La rebelión de las trabajadoras y los trabajadores de salud de Neuquén cerró una primera etapa con un importante triunfo. El aspecto más radical de esta lucha, fue haber cortado el circuito del fracking en Vaca Muerta. ¿Cómo lo hicieron?

Sábado 12 de junio | 00:30

Durante casi dos meses, la primera línea de combate a la pandemia, se convirtió también en la primera línea de la lucha de clases. Trabajadores y trabajadoras de hospitales y centros de salud de toda la provincia de Neuquén se rebelaron contra el pacto miserable del 12% firmado el 25 de febrero entre el gobierno de Omar Gutiérrez y Carlos Quintriqueo, el repudiado secretario general de ATE, convertido en su ladero.
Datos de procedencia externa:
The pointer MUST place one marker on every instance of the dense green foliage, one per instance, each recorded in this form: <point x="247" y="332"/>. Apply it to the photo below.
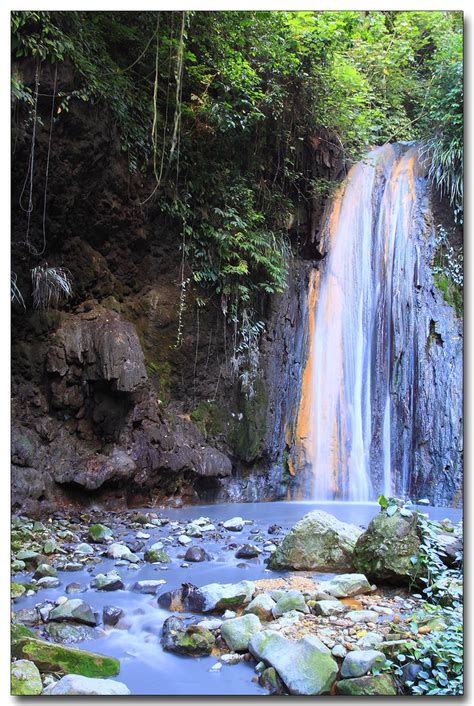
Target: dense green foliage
<point x="438" y="656"/>
<point x="219" y="108"/>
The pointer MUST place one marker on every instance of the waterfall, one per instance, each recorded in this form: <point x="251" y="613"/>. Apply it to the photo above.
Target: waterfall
<point x="362" y="295"/>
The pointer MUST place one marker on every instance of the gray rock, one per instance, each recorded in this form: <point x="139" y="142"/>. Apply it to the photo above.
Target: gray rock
<point x="74" y="684"/>
<point x="359" y="662"/>
<point x="45" y="570"/>
<point x="305" y="666"/>
<point x="237" y="632"/>
<point x="329" y="608"/>
<point x="148" y="586"/>
<point x="111" y="615"/>
<point x="196" y="554"/>
<point x="262" y="606"/>
<point x="248" y="551"/>
<point x="318" y="542"/>
<point x="291" y="600"/>
<point x="73" y="610"/>
<point x="235" y="524"/>
<point x="384" y="551"/>
<point x="120" y="551"/>
<point x="362" y="616"/>
<point x="68" y="633"/>
<point x="370" y="641"/>
<point x="48" y="582"/>
<point x="216" y="596"/>
<point x="108" y="582"/>
<point x="346" y="585"/>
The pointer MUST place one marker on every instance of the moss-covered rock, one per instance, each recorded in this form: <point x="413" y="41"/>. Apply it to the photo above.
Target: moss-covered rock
<point x="305" y="666"/>
<point x="49" y="657"/>
<point x="17" y="590"/>
<point x="25" y="679"/>
<point x="237" y="632"/>
<point x="387" y="551"/>
<point x="193" y="640"/>
<point x="381" y="685"/>
<point x="318" y="542"/>
<point x="99" y="533"/>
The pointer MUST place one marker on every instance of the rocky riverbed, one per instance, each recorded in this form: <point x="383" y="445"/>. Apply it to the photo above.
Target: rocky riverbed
<point x="185" y="602"/>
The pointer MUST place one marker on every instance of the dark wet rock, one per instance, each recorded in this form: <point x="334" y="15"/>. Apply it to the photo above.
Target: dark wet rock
<point x="74" y="610"/>
<point x="305" y="666"/>
<point x="108" y="582"/>
<point x="381" y="685"/>
<point x="237" y="632"/>
<point x="196" y="554"/>
<point x="111" y="615"/>
<point x="27" y="616"/>
<point x="70" y="634"/>
<point x="45" y="570"/>
<point x="76" y="685"/>
<point x="100" y="344"/>
<point x="25" y="679"/>
<point x="192" y="640"/>
<point x="50" y="657"/>
<point x="385" y="551"/>
<point x="248" y="551"/>
<point x="317" y="542"/>
<point x="359" y="662"/>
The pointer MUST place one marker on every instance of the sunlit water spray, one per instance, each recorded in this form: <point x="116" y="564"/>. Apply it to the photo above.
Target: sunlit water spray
<point x="361" y="294"/>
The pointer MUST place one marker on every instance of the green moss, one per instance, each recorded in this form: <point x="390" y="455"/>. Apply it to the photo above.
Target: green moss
<point x="249" y="432"/>
<point x="19" y="632"/>
<point x="17" y="590"/>
<point x="451" y="293"/>
<point x="49" y="657"/>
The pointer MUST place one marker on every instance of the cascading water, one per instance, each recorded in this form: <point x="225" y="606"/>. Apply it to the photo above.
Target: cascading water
<point x="361" y="296"/>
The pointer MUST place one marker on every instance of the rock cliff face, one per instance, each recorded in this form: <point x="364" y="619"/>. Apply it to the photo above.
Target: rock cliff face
<point x="107" y="407"/>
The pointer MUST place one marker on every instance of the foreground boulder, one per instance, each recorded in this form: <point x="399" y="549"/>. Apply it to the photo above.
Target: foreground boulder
<point x="387" y="551"/>
<point x="73" y="610"/>
<point x="238" y="631"/>
<point x="49" y="657"/>
<point x="346" y="585"/>
<point x="305" y="667"/>
<point x="75" y="684"/>
<point x="317" y="542"/>
<point x="381" y="685"/>
<point x="209" y="598"/>
<point x="193" y="640"/>
<point x="25" y="679"/>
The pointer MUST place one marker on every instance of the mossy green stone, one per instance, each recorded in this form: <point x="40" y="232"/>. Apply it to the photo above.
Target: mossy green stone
<point x="385" y="550"/>
<point x="17" y="590"/>
<point x="155" y="555"/>
<point x="49" y="657"/>
<point x="381" y="685"/>
<point x="25" y="679"/>
<point x="19" y="632"/>
<point x="99" y="533"/>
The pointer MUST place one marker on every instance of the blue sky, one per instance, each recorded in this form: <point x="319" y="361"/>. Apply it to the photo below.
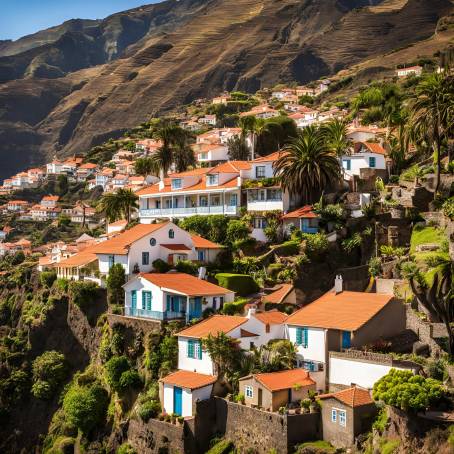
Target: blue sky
<point x="22" y="17"/>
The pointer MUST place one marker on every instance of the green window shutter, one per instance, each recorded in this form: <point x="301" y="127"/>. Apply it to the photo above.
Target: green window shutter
<point x="299" y="336"/>
<point x="190" y="349"/>
<point x="305" y="337"/>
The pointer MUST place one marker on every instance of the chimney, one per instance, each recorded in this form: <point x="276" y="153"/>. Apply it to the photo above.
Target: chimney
<point x="338" y="284"/>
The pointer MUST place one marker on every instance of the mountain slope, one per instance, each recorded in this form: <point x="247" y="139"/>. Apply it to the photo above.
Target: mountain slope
<point x="184" y="50"/>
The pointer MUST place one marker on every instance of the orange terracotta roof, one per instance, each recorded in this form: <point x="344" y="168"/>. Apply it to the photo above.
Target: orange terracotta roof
<point x="303" y="212"/>
<point x="353" y="397"/>
<point x="347" y="311"/>
<point x="213" y="325"/>
<point x="121" y="243"/>
<point x="279" y="295"/>
<point x="275" y="381"/>
<point x="185" y="284"/>
<point x="80" y="259"/>
<point x="375" y="147"/>
<point x="270" y="158"/>
<point x="203" y="243"/>
<point x="176" y="247"/>
<point x="231" y="167"/>
<point x="271" y="317"/>
<point x="189" y="380"/>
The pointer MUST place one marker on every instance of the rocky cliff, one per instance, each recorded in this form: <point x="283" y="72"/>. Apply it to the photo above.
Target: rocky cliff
<point x="66" y="89"/>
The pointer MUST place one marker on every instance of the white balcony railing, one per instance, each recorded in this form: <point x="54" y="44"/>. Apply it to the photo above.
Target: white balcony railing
<point x="166" y="212"/>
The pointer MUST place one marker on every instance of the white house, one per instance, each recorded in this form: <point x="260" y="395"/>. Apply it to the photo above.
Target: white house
<point x="341" y="320"/>
<point x="202" y="191"/>
<point x="367" y="155"/>
<point x="172" y="295"/>
<point x="410" y="71"/>
<point x="180" y="390"/>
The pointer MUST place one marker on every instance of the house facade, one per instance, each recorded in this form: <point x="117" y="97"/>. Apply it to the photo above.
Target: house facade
<point x="172" y="296"/>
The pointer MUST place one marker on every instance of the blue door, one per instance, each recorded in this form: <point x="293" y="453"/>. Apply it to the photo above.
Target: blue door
<point x="346" y="339"/>
<point x="177" y="400"/>
<point x="195" y="308"/>
<point x="134" y="302"/>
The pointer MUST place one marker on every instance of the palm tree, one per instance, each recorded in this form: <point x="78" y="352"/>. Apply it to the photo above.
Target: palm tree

Desde que el 2 de marzo se realizó la primera asamblea interhospitalaria en el monumento a San Martín, la lucha fue in crescendo: marchas masivas a la casa de gobierno, cortes de calles y rutas, caravanas, festivales, etc. El 1° de abril -jueves santo- el conflicto pegó un salto con un nutrido corte de la ruta nacional 22 en Arroyito. La transmisión en vivo mostraba al país a los trabajadores y trabajadoras de la salud, el cordón de gendarmes y un sector de supuestos “turistas” que realizaron un “contrapiquete” e impidieron el paso de ambulancias. En el momento más tenso del día, un obrero de la construcción levantó una barricada manejando la retroexcavadora: un símbolo de lo que despertó la lucha de salud en la clase trabajadora. Tras esa jornada se realizaron caravanas a lo largo y ancho de toda la provincia: la provocación de los “turistas”, había fracasado.
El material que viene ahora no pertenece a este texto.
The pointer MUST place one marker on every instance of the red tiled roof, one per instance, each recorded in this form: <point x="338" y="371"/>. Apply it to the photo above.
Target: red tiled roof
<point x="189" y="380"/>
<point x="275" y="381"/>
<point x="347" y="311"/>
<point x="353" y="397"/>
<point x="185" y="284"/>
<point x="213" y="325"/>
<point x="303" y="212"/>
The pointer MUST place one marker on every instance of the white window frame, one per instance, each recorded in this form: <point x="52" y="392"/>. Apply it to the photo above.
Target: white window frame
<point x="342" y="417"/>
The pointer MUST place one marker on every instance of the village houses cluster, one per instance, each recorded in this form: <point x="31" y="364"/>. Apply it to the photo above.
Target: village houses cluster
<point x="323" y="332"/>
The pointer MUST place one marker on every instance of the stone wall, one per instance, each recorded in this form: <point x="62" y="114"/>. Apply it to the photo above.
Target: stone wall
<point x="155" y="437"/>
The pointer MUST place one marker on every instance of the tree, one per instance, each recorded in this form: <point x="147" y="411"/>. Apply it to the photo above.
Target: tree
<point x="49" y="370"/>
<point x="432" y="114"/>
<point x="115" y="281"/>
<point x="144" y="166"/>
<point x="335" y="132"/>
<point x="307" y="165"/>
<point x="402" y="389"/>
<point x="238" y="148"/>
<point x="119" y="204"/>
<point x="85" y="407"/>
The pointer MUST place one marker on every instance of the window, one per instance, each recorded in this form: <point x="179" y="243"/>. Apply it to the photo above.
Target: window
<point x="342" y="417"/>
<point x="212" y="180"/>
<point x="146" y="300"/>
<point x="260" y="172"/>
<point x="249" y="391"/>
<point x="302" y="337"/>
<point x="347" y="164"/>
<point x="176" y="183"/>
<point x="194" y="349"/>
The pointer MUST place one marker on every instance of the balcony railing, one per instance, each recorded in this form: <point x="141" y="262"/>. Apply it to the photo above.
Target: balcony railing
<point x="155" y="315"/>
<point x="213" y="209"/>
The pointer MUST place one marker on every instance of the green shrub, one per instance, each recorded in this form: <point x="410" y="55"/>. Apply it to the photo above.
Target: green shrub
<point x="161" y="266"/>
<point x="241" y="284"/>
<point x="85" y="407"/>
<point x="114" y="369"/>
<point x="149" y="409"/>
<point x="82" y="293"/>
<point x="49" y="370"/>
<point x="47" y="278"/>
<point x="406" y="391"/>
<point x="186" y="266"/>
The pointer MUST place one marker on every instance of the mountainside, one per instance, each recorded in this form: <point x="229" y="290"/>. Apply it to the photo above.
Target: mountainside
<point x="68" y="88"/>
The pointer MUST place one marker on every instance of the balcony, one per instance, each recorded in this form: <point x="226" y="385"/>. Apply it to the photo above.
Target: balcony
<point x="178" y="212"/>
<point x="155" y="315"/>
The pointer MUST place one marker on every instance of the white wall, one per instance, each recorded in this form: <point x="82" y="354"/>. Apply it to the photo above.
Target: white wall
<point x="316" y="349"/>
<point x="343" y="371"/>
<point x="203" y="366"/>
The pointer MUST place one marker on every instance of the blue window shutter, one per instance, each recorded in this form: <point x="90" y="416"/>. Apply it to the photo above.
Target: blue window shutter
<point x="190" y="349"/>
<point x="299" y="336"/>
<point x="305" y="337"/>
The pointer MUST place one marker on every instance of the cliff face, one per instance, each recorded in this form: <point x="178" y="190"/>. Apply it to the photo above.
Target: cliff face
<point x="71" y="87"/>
El 7 de abril la lucha daría un nuevo salto, abriendo una crisis política provincial con alcances nacionales. Lo que había iniciado a las 4am de ese día como un nuevo corte, en las rutas petroleras, se prolongaría durante 22 días, llegando por momentos a los 40 piquetes en toda la provincia. Los piquetes afectaron diversas actividades según la zona donde se realizaron. En las localidades cordilleranas del sur de la provincia, como Villa la Angostura o Junín de los Andes, la principal afectación fue al comercio internacional con Chile. Los piquetes en Zapala, Picun Leufú y Piedra del Águila, afectaron al comercio regional y, junto con el del Puente Carancho dificultaron la circulación del turismo. En cuanto al circuito petrolero, los piquetes en Rincón de los Sauces afectaron parte de la actividad convencional y no convencional. En el caso de Plaza Huincul, la medida bloqueó el acceso al Complejo Industrial, la refinería de YPF S.A. Pero el foco de atención estuvo puesto en la localidad de Añelo y las distintas vías de acceso a las áreas calientes de Vaca Muerta.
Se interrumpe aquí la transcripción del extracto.